Herr Kollege Meyer von der Fraktion Bündnis 90/Die Grünen stellt eine weitere Zusatzfrage.

Herr Präsident! Meine Damen und Herren! Ich frage die Landesregierung angesichts der Tatsache, dass es darum geht, dass die Landwirte Opfer der von der Landesregierung zugestimmten Weservertiefung sind, durch die Verlagerung der Salzzone Probleme mit ihrem Tränkewasser kriegen,

(Björn Thümler [CDU]: Die haben die Probleme doch schon, Herr Meyer!)

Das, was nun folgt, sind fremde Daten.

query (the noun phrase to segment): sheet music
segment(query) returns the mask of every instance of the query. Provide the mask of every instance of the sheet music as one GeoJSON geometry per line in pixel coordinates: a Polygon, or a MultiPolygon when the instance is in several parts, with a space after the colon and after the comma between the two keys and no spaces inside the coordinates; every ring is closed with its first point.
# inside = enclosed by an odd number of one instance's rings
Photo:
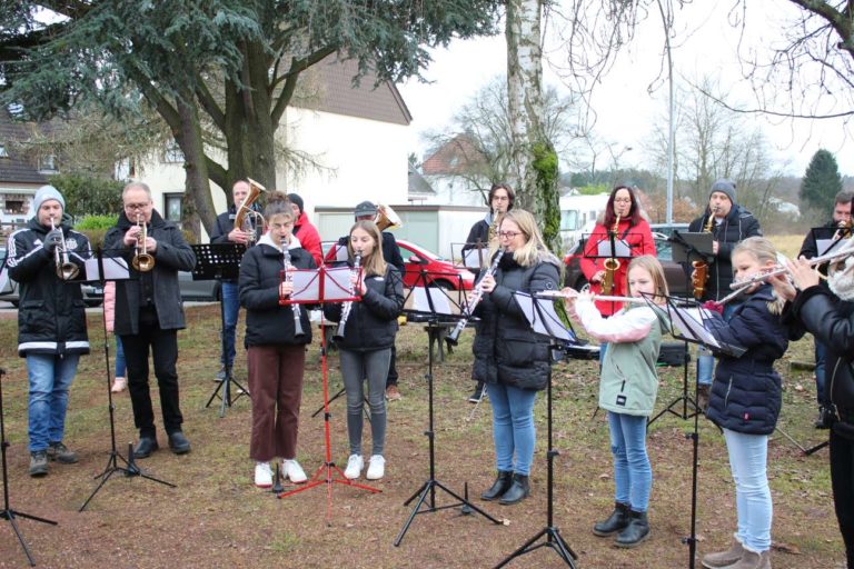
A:
{"type": "Polygon", "coordinates": [[[703,326],[705,319],[712,318],[712,313],[705,308],[677,308],[669,307],[671,321],[677,330],[689,340],[698,340],[707,346],[721,348],[717,338],[703,326]]]}
{"type": "Polygon", "coordinates": [[[632,257],[632,248],[622,239],[614,240],[614,253],[610,252],[610,240],[599,241],[596,250],[597,257],[632,257]]]}
{"type": "Polygon", "coordinates": [[[526,292],[514,292],[516,302],[519,303],[525,318],[530,322],[535,333],[557,338],[558,340],[575,341],[575,335],[564,327],[555,311],[555,303],[540,300],[538,308],[534,306],[534,299],[526,292]]]}
{"type": "Polygon", "coordinates": [[[122,257],[103,257],[103,274],[98,266],[98,258],[86,260],[85,280],[128,280],[130,271],[128,261],[122,257]]]}
{"type": "Polygon", "coordinates": [[[468,249],[463,251],[463,267],[466,269],[480,269],[484,266],[484,259],[489,254],[489,249],[481,247],[478,249],[468,249]]]}
{"type": "Polygon", "coordinates": [[[415,287],[413,289],[411,307],[404,307],[416,312],[436,312],[437,315],[454,315],[459,313],[459,309],[456,311],[450,303],[450,300],[445,292],[436,287],[415,287]],[[429,296],[429,299],[427,298],[429,296]],[[430,309],[430,300],[433,300],[433,309],[430,309]]]}

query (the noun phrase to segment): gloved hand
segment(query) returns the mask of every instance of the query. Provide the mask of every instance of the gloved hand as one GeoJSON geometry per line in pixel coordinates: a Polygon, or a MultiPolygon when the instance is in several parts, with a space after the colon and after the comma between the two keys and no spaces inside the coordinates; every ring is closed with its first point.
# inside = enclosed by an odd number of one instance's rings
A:
{"type": "Polygon", "coordinates": [[[61,243],[62,243],[62,231],[60,231],[59,229],[52,229],[48,231],[47,236],[44,236],[44,248],[51,253],[61,243]]]}

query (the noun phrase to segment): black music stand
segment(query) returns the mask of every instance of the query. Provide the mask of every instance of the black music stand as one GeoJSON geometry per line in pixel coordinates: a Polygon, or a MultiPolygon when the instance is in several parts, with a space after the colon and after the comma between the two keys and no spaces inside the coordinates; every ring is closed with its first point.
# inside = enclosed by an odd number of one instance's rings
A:
{"type": "MultiPolygon", "coordinates": [[[[532,329],[535,333],[546,336],[552,340],[553,360],[555,353],[567,353],[566,349],[575,346],[577,339],[575,332],[572,329],[564,327],[560,318],[554,309],[554,297],[537,297],[528,295],[526,292],[514,292],[516,302],[519,303],[525,317],[528,319],[532,329]]],[[[495,569],[506,566],[517,557],[536,551],[542,547],[553,549],[558,557],[572,569],[576,569],[575,561],[578,560],[578,556],[573,551],[569,545],[560,536],[560,530],[555,526],[555,457],[560,453],[555,450],[554,436],[553,436],[553,419],[552,419],[552,368],[549,366],[548,383],[546,385],[546,409],[547,409],[547,425],[548,425],[548,450],[546,451],[547,462],[547,509],[546,509],[546,526],[523,543],[513,553],[504,558],[495,569]],[[545,541],[539,542],[540,538],[545,538],[545,541]]]]}
{"type": "MultiPolygon", "coordinates": [[[[206,243],[190,246],[196,253],[196,267],[192,269],[192,280],[234,280],[240,277],[240,261],[246,252],[246,246],[242,243],[206,243]]],[[[220,295],[219,299],[219,319],[221,322],[220,349],[222,350],[222,360],[226,370],[226,377],[217,385],[217,388],[210,395],[205,408],[216,397],[222,401],[219,406],[219,417],[226,416],[226,407],[249,395],[249,391],[241,386],[232,373],[231,365],[226,361],[226,300],[220,295]],[[231,398],[231,383],[237,386],[237,397],[231,398]],[[222,395],[220,395],[220,390],[222,395]]]]}
{"type": "Polygon", "coordinates": [[[33,521],[40,521],[41,523],[48,523],[50,526],[57,526],[56,521],[48,520],[44,518],[39,518],[38,516],[32,516],[30,513],[24,513],[22,511],[13,510],[11,506],[9,506],[9,475],[8,472],[8,466],[6,463],[6,449],[9,447],[9,442],[6,440],[6,426],[3,425],[3,376],[6,375],[6,370],[0,368],[0,455],[2,455],[2,465],[3,465],[3,509],[0,511],[0,519],[8,520],[9,523],[12,525],[12,531],[14,531],[14,536],[18,538],[18,541],[21,543],[21,547],[23,548],[23,552],[27,556],[27,559],[30,562],[30,567],[36,567],[36,560],[32,557],[32,553],[30,552],[30,548],[27,547],[27,541],[23,540],[23,536],[21,535],[21,531],[18,529],[18,522],[14,521],[16,516],[19,518],[26,518],[28,520],[33,521]]]}
{"type": "MultiPolygon", "coordinates": [[[[444,320],[446,322],[448,321],[456,321],[456,319],[459,317],[460,311],[460,300],[454,301],[448,296],[448,292],[440,287],[437,287],[434,284],[436,280],[448,280],[451,276],[445,272],[435,272],[435,271],[427,271],[425,269],[424,263],[420,263],[420,272],[418,273],[418,279],[415,281],[415,284],[409,290],[409,295],[407,295],[406,300],[404,301],[404,306],[407,305],[407,302],[410,303],[410,308],[407,310],[407,318],[409,318],[409,313],[413,316],[418,317],[426,317],[427,318],[427,333],[428,333],[428,341],[429,341],[429,351],[427,356],[427,373],[425,373],[424,379],[427,380],[427,430],[424,431],[424,435],[427,437],[427,443],[429,448],[429,478],[418,488],[418,490],[415,491],[405,502],[404,506],[409,506],[413,500],[417,501],[415,502],[415,506],[413,507],[413,511],[409,513],[409,517],[407,518],[406,522],[404,522],[404,526],[400,528],[400,532],[395,538],[394,545],[395,547],[399,547],[400,542],[404,540],[404,537],[406,536],[406,532],[409,530],[409,526],[411,526],[413,521],[415,521],[415,517],[419,513],[433,513],[439,510],[446,510],[449,508],[456,508],[460,507],[461,513],[468,515],[473,511],[479,513],[480,516],[485,517],[493,523],[500,523],[499,520],[493,518],[488,513],[486,513],[484,510],[475,506],[468,500],[468,483],[464,487],[464,495],[459,496],[455,491],[450,490],[447,486],[443,485],[436,479],[436,432],[434,430],[434,405],[433,405],[433,339],[430,337],[430,327],[433,329],[438,328],[440,320],[444,320]],[[457,501],[445,505],[445,506],[436,506],[436,490],[443,490],[453,498],[455,498],[457,501]],[[423,506],[426,506],[425,509],[421,509],[423,506]]],[[[457,291],[461,295],[461,288],[463,288],[463,280],[458,274],[454,274],[454,277],[457,279],[457,291]]]]}
{"type": "MultiPolygon", "coordinates": [[[[123,258],[105,254],[101,249],[99,249],[91,259],[87,260],[86,270],[81,271],[81,273],[85,274],[85,282],[99,283],[101,287],[103,287],[108,280],[117,281],[135,278],[133,274],[128,270],[127,261],[123,258]]],[[[107,380],[107,402],[110,417],[110,456],[107,459],[107,466],[103,467],[103,471],[95,477],[96,480],[100,478],[101,481],[98,483],[95,490],[92,490],[92,493],[89,495],[89,498],[86,499],[78,511],[83,511],[86,507],[89,506],[91,499],[95,498],[95,495],[97,495],[98,491],[103,488],[103,485],[106,485],[107,481],[117,472],[121,472],[127,478],[138,476],[153,482],[168,486],[170,488],[177,488],[171,482],[160,480],[159,478],[155,478],[142,472],[142,470],[139,469],[136,461],[133,460],[132,443],[128,443],[127,459],[121,456],[116,447],[116,406],[112,405],[112,368],[110,366],[110,337],[107,332],[106,310],[101,311],[101,328],[103,331],[103,362],[106,370],[105,378],[107,380]],[[125,466],[120,466],[119,461],[121,461],[125,466]]]]}
{"type": "MultiPolygon", "coordinates": [[[[320,267],[319,269],[296,269],[294,274],[294,292],[290,296],[290,300],[280,301],[284,303],[304,302],[311,305],[324,305],[328,302],[355,302],[361,300],[361,297],[356,296],[349,289],[349,278],[351,273],[349,267],[329,268],[320,267]]],[[[324,326],[324,320],[320,325],[324,326]]],[[[305,492],[320,485],[326,485],[327,495],[327,525],[331,523],[332,516],[332,485],[345,485],[352,488],[359,488],[373,493],[380,492],[378,488],[371,488],[369,486],[360,485],[349,480],[344,476],[340,468],[332,461],[332,447],[330,442],[330,428],[329,419],[332,415],[329,412],[329,367],[327,366],[326,353],[326,335],[322,335],[320,342],[320,357],[322,369],[322,385],[324,385],[324,446],[326,451],[326,460],[318,467],[311,478],[300,488],[288,490],[287,492],[278,493],[278,498],[287,498],[296,493],[305,492]],[[337,475],[337,477],[336,477],[337,475]]]]}
{"type": "MultiPolygon", "coordinates": [[[[707,329],[707,321],[715,318],[703,308],[687,309],[678,307],[681,299],[667,298],[666,312],[671,320],[671,333],[677,340],[703,346],[715,353],[725,353],[739,357],[746,350],[741,346],[724,343],[715,339],[707,329]]],[[[694,397],[697,386],[694,385],[694,397]]],[[[688,567],[694,569],[697,552],[697,462],[699,457],[699,413],[694,413],[694,430],[685,433],[686,439],[692,440],[692,472],[691,472],[691,535],[682,538],[682,542],[688,546],[688,567]]]]}

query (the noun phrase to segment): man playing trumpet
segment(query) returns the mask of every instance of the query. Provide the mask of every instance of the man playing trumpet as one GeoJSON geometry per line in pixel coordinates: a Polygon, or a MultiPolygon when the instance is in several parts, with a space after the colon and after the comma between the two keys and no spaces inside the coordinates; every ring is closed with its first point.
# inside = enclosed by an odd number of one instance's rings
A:
{"type": "MultiPolygon", "coordinates": [[[[176,455],[182,455],[190,451],[190,441],[181,430],[183,417],[178,405],[178,330],[186,326],[178,271],[191,271],[196,266],[196,254],[178,226],[155,210],[148,186],[128,183],[121,192],[121,201],[123,211],[116,227],[103,237],[103,247],[113,256],[128,260],[131,268],[131,279],[116,281],[113,328],[125,348],[133,422],[139,429],[139,442],[133,456],[146,458],[158,449],[148,387],[149,350],[160,389],[169,448],[176,455]],[[142,247],[140,239],[143,233],[142,247]],[[141,254],[151,256],[153,267],[149,270],[133,269],[137,263],[132,259],[141,254]]],[[[142,263],[138,264],[142,269],[142,263]]]]}
{"type": "Polygon", "coordinates": [[[48,460],[77,462],[62,439],[68,390],[89,338],[80,286],[63,280],[60,262],[79,270],[90,248],[63,220],[66,200],[56,188],[39,188],[33,209],[27,227],[9,237],[8,251],[9,276],[20,283],[18,355],[27,358],[29,378],[30,476],[39,477],[48,473],[48,460]]]}
{"type": "MultiPolygon", "coordinates": [[[[841,191],[836,194],[833,206],[833,217],[831,221],[821,227],[821,229],[811,230],[804,243],[801,246],[801,252],[797,253],[798,258],[813,259],[818,257],[824,251],[818,250],[816,239],[838,239],[841,237],[851,237],[851,197],[852,194],[846,191],[841,191]],[[844,229],[847,229],[845,233],[844,229]]],[[[820,272],[824,276],[827,274],[827,266],[818,268],[820,272]]],[[[823,284],[826,286],[826,284],[823,284]]],[[[815,393],[818,401],[818,418],[815,420],[815,427],[817,429],[826,428],[828,410],[824,398],[824,378],[825,378],[825,360],[827,359],[827,348],[817,338],[815,339],[815,393]]]]}

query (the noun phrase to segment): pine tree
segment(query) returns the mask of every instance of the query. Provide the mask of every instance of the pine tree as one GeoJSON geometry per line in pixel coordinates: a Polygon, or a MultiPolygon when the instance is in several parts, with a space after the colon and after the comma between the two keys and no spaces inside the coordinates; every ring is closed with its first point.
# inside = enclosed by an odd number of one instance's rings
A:
{"type": "Polygon", "coordinates": [[[836,193],[842,191],[842,177],[836,158],[827,150],[820,149],[810,160],[801,182],[801,203],[822,217],[833,209],[836,193]]]}

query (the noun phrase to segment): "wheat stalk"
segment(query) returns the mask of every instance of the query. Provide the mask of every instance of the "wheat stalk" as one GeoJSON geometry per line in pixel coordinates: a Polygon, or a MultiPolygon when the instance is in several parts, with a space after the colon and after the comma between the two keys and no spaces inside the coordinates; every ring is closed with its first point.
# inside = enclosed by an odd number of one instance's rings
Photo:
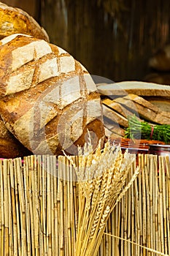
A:
{"type": "Polygon", "coordinates": [[[90,139],[79,148],[77,162],[65,156],[77,175],[79,218],[76,256],[97,255],[111,211],[138,175],[138,170],[123,189],[136,156],[108,141],[93,151],[90,139]]]}

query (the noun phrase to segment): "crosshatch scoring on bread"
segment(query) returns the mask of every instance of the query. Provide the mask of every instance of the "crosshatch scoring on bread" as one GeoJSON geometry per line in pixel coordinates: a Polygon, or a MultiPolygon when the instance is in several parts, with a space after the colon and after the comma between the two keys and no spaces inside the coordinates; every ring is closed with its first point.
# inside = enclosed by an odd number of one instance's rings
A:
{"type": "Polygon", "coordinates": [[[69,53],[24,34],[0,41],[0,113],[7,128],[35,154],[74,154],[88,131],[104,140],[100,95],[69,53]]]}

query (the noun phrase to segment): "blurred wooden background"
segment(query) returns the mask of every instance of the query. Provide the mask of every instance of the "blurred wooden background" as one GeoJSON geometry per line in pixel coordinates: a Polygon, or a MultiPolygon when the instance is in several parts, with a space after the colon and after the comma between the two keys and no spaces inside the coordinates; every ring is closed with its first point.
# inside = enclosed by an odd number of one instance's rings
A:
{"type": "Polygon", "coordinates": [[[4,0],[31,15],[50,42],[93,75],[142,80],[148,59],[170,42],[169,0],[4,0]]]}

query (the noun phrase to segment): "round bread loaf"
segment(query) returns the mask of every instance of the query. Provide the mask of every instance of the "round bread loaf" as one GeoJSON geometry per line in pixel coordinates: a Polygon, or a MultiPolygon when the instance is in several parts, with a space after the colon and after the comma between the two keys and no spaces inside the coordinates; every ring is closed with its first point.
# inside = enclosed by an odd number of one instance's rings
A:
{"type": "Polygon", "coordinates": [[[0,157],[15,158],[31,154],[6,128],[0,117],[0,157]]]}
{"type": "Polygon", "coordinates": [[[0,2],[0,39],[15,33],[29,34],[49,42],[45,30],[27,12],[0,2]]]}
{"type": "Polygon", "coordinates": [[[94,148],[104,142],[100,96],[80,62],[21,34],[1,39],[0,51],[0,113],[25,147],[36,154],[76,154],[89,133],[94,148]]]}

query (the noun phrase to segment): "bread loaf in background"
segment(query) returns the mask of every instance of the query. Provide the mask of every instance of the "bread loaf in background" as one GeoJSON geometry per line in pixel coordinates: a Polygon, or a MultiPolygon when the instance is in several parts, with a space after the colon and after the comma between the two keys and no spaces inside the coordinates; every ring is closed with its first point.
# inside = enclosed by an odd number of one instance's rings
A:
{"type": "Polygon", "coordinates": [[[88,71],[64,50],[12,34],[0,41],[0,113],[6,127],[36,154],[75,154],[88,130],[104,140],[102,107],[88,71]]]}
{"type": "Polygon", "coordinates": [[[0,39],[15,33],[31,35],[49,42],[46,31],[20,8],[0,2],[0,39]]]}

wofür der Generalplan ist, und Sie eben gesagt haben, dass es nach der Vorstudie 86 Millionen Euro kosten würde, um die Landwirte vollständig zu entschädigen, Sie aber bei dem Kostenrahmen des Kabinettsbeschlusses von 37,5 Millionen Euro bleiben: Bleiben die 51 Millionen Euro zur Entlastung der Landwirte sozusagen bei den Entwässerungs- oder Bodenverbänden hängen, zahlt also das Land als Mitverursacher der Weservertiefung

nicht, sondern ist ein großer Teil von den von der Weservertiefung unschuldig betroffenen Landwirten zu bezahlen?

(Björn Thümler [CDU]: Verschwö- rungstheoretische Ansätze!)

Herr Minister!

(Björn Thümler [CDU]: Das ist doch Quatsch, was Sie hier erzählen! Ein solcher Unfug! - Gegenruf von Chris- tian Meyer [GRÜNE]: Herr Thümler, dann dürfen Sie vor Ort nicht so viele Wahlversprechen machen! - Gegenruf von Björn Thümler [CDU]: Es gibt kei- ne Wahlversprechen vor Ort!)

Herr Präsident! Es geht darum, eine Lösung dieser Problematik zu bekommen.